Multi-Grain Banana Pancakes



Just because we decide that we want to start eating a more healthy diet doesn’t mean we have to give eating our favorite Saturday morning breakfast. Here’s a twist on one of my favorite breakfasts.  These pancakes are made with naturally sweetened bananas with a lil touch of honey and have 10 grams of protein which is what our bodies need to help naturally balance our hormones. Also, if you’re following one of the meal plans in the Team Beachbody fitness programs, there’s a chart below to make sure you’re staying within the prescribed guidelines. I hope you enjoy it and let me know what you think.
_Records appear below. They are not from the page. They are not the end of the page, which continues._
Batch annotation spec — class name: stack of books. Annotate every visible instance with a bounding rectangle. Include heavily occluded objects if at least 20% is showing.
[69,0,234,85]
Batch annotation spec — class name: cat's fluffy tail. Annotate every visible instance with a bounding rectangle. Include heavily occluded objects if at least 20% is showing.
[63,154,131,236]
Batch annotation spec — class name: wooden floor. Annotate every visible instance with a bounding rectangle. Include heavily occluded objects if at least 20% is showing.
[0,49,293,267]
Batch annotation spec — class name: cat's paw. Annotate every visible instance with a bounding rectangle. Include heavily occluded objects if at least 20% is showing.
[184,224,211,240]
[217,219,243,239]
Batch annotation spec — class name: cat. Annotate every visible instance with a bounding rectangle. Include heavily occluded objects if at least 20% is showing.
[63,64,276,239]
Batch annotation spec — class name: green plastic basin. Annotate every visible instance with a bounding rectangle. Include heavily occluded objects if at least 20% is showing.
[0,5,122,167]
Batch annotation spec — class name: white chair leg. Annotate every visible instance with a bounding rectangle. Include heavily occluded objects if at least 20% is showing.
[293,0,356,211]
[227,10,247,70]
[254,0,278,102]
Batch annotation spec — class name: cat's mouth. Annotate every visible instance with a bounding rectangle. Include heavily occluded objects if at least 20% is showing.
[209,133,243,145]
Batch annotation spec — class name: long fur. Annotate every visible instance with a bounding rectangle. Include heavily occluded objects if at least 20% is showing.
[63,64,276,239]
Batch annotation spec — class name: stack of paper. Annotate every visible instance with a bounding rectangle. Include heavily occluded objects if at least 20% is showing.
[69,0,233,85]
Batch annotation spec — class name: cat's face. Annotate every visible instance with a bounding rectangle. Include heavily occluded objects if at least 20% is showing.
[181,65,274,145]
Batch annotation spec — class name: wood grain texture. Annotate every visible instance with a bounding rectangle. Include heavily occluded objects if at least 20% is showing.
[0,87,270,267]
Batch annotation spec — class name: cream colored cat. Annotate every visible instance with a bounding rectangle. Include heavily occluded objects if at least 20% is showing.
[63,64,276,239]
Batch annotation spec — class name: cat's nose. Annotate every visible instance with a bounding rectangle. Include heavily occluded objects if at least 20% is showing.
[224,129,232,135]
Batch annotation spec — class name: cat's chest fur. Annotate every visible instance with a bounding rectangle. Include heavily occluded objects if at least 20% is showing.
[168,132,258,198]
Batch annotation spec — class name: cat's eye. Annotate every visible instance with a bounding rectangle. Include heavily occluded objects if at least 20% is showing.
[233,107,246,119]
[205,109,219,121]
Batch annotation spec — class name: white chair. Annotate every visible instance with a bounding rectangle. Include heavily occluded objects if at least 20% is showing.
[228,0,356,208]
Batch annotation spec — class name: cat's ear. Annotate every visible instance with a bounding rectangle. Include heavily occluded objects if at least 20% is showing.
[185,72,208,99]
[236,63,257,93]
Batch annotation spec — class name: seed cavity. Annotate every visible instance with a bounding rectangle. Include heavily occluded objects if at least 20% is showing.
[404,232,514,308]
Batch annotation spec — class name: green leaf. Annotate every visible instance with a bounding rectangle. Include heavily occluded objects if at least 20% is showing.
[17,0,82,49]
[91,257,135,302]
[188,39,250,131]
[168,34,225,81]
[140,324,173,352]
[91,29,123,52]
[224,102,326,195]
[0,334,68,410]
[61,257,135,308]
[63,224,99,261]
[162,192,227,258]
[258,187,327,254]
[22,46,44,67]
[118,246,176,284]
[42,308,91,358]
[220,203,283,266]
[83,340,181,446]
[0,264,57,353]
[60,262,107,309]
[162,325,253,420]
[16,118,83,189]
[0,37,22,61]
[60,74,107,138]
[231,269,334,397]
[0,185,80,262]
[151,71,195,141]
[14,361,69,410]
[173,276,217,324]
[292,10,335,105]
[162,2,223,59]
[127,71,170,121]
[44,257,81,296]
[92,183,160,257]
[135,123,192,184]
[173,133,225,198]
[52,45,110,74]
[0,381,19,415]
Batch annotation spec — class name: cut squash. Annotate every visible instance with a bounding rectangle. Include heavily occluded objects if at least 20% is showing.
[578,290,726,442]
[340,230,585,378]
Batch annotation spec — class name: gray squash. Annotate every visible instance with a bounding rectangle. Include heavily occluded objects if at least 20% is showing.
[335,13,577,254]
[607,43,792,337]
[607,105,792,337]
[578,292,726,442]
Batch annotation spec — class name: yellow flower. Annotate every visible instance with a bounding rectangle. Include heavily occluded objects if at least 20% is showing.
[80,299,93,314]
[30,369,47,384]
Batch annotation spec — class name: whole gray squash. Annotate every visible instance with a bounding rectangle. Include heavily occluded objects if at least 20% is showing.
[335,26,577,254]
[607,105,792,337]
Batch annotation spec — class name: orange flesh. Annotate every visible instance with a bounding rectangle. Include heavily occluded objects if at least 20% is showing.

Total Time: 20 min.Multi-Grain-Banana-Pancakes_zumr6d
Prep Time: 10 min.
Cooking Time: 10 min.
Yield: 4 servings, 2 pancakes each

1 large egg, lightly beaten
1 Tbsp. coconut oil, melted
1 cup low-fat milk
¼ cup nonfat plain yogurt
1 very ripe medium banana, mashed
1 Tbsp. raw honey
½ cup whole wheat flour
½ cup all-purpose flour
¼ cup old-fashioned rolled oats
3 Tbsp. wheat bran
2 Tbsp. chopped raw almonds
1½ tsp. baking soda
½ tsp. sea salt
Nonstick cooking spray
4 tsp. pure maple syrup

1. Combine egg, oil, milk, yogurt, banana, and honey in a medium bowl; whisk to blend. Set aside.
2. Combine flours, oats, bran, almonds, baking soda, and salt in a medium bowl; mix well.
3. Add flour mixture to egg mixture; mix until just blended.
4. Heat large nonstick skillet, lightly coated with spray, on medium-high heat.
5. Spoon about ¼ cup batter into skillet for each pancake; cook for 1 to 2 minutes or until bubbles form on top.
6. Flip with spatula and cook for 30 seconds.
7. Repeat with remaining batter.
8. Serve pancakes topped evenly with maple syrup.